Improved Group Result and Cost Discipline
Group result after minorities improved by ~EUR 70m versus prior year, driven by operational improvement and continued cost discipline across P&L line items.
Revenue Stability
Group revenue broadly in line with prior year and slightly up on a constant currency basis (benefitting from EUR/GBP conversion); defended top-line despite disruptions.
Cruise Outperformance and Strong Demand
Cruise segment described as 'outstandingly strong' with demand outstripping capacity; occupancy only ~2% below prior year due to short-term service outages and expected to recover; new capacity additions supportive of growth.
Markets & Airlines Operational Improvement
Markets & Airlines delivered a significant improvement in results, with executives citing stronger margins driven by transformation, operational efficiencies and commercialization initiatives.
Digital & AI Gains Driving Efficiency
AI-driven initiatives yielded meaningful productivity gains (example: AI-based transfer planning increased bus load factors by ~5% and reduced staffing/costs); One app/OneWeb rollouts progressing and digital channels growing.
Direct Distribution Growth
App penetration increased to ~25% of direct bookings (almost +5 percentage points versus prior year), supporting lower distribution costs and improved unit economics.
Strong Hedging and Lower Interest Outlook
Fuel/energy hedging position strong for summer (some airlines ~85%; group averages reported ~63%) and interest expenses guided toward the lower end (~EUR 325m) reflecting better winter results.

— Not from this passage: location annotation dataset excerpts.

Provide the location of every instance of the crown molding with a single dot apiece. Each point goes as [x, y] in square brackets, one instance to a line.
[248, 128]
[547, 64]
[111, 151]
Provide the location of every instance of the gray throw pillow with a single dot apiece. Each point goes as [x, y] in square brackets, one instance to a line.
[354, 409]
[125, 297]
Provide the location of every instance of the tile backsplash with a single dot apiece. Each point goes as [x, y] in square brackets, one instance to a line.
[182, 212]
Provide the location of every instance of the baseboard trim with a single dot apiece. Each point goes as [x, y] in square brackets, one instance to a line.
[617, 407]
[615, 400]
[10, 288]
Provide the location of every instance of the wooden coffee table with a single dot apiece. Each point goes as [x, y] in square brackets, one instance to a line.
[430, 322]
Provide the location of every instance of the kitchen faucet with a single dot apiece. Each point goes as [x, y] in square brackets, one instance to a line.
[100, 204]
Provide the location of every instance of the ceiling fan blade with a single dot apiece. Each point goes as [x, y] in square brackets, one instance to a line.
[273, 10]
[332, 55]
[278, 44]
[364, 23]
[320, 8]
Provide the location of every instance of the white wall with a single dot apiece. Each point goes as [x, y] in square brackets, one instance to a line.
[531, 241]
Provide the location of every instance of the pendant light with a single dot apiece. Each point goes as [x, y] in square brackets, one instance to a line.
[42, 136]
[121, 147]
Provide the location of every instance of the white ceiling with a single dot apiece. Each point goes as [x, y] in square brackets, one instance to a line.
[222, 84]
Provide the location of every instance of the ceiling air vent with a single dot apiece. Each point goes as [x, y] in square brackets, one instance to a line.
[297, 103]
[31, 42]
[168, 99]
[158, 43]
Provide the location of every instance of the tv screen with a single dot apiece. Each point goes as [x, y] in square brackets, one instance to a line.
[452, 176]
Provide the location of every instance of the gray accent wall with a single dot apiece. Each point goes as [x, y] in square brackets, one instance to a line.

New Products and Loyalty Initiatives
TUI Tours product rollouts and early-stage loyalty program launched (Nordics first) with early positive uptake; TUI Musement showing mid-single-digit growth in ancillaries and new customer acquisition.
Net Debt Position Stable (Non-structural Working Capital)
Net debt roughly flat versus prior year; management attributes deterioration in cash to temporary working capital (lower customer prepayments) rather than structural weakness and expects recovery when bookings normalize.